Refer to the above diagram. If the economy's present aggregate demand curve is AD2:

A.

the most appropriate fiscal policy is an increase of government expenditures or a reduction of taxes.

B.

the most approprite fiscal policy is a reduction of government expenditures or an increase of taxes.

C.

government should not undertake either an expansionary or a contractionary fiscal policy.

D.

the economy is achieving its full capacity output.



9.


R-2 REF 12-33

Refer to the above diagram.
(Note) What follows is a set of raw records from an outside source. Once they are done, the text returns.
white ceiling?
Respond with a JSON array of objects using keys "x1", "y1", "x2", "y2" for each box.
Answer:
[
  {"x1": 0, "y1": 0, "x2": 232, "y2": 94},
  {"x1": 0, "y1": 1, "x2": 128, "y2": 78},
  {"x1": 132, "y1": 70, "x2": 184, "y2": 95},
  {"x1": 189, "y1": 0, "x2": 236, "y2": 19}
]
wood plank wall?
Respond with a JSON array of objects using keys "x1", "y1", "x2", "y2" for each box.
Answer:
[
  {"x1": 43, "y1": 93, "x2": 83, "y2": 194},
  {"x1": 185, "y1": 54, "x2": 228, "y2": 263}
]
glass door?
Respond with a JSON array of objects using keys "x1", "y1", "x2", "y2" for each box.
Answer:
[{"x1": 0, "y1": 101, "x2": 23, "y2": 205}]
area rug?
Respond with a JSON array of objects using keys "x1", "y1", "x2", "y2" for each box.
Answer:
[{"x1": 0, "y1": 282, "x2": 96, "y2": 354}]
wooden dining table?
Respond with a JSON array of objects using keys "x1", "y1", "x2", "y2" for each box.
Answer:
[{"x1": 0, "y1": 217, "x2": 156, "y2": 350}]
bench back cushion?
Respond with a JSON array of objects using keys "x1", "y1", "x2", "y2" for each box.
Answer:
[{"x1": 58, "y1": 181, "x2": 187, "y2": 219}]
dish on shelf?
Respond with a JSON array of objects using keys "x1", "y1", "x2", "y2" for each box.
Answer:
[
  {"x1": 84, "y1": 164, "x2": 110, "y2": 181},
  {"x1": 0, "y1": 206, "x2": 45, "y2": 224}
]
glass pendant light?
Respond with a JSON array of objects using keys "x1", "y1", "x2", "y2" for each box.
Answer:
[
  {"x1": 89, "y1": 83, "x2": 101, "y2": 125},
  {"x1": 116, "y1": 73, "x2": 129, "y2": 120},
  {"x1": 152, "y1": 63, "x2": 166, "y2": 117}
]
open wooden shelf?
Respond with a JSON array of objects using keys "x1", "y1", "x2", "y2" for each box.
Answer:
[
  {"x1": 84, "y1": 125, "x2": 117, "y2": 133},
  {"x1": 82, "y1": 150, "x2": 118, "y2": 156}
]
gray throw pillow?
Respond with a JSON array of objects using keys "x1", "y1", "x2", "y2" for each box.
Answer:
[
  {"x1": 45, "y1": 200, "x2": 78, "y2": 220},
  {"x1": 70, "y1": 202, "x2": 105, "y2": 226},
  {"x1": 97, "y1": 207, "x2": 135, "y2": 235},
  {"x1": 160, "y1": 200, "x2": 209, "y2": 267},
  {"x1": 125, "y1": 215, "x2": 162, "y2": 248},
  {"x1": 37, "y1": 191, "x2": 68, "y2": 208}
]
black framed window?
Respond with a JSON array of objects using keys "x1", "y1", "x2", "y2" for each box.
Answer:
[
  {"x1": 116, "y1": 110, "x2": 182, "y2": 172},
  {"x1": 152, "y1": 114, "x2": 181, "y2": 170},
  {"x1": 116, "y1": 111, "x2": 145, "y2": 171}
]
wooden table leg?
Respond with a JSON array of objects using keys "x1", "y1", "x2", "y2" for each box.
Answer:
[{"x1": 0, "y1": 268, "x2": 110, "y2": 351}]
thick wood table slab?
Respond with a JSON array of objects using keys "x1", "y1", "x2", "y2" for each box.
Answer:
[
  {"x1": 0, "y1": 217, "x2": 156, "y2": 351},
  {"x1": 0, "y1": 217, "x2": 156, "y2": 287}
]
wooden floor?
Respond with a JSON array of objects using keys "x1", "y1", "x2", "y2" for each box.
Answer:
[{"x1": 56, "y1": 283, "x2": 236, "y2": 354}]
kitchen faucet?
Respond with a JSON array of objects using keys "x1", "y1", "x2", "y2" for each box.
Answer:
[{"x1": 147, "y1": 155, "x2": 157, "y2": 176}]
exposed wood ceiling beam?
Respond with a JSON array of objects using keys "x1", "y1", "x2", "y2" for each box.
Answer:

Assume tht the initial aggregate demand curve is AD1 and the government undertakes fiscal policy which shifts the aggregate demand curve to AD2. If the horizontal distance between AD1 and AD2 is $100 billion, the change in real GDP in this situation:

A.

would be less than $100 billion.

B.

would be $100 billion.

C.

would be more than $100 billion.

D.

cannot be measured without knowing the size of the economy's multiplier.



10.

Which of the following fiscal actions would be the most effective in curbing inflation?

A.

incurring a budget deficit by borrowing from the public

B.

incurring a budget surplus which is used to retire debt held by commercial banks

C.

incurring a budget surplus and impounding that surplus

D.

incurring a budget surplus which is used to retire debt held by the public



11.

If the government increases its spending during recession to assist the economy, the funds for such expenditures must come from some source. Which of the following sources would be the most expansionary?

A.

additional taxes on personal incomes

B.

creating new money

C.

borrowing from the public

D.

additional taxes upon corporate profits



12.

The full-employment budget tells us:

A.

that in a full-employment economy the Federal budget should be in balance.

B.

that tax revenues should vary inversely with GDP.

C.

what the size of the Federal budget deficit or surplus would be if the economy was at full employment.

D.

the actual budget deficit or surplus realized in any given year.



13.

Which one of the following best describes the net export effect associated with an expansionary American fiscal policy?

A.

domestic interest rate falls, foreign demand for dollars rises, dollar appreciates, and net exports increase.

B.

domestic interest rate falls, foreign demand for dollars rises, dollar appreciates, and net exports fall.

C.

domestic interest rate rises, foreign demand for dollars falls, dollar depreciates, and net exports increase.

D.

domestic interest rate rises, foreign demand for dollars increases, dollar appreciates, and net exports decline.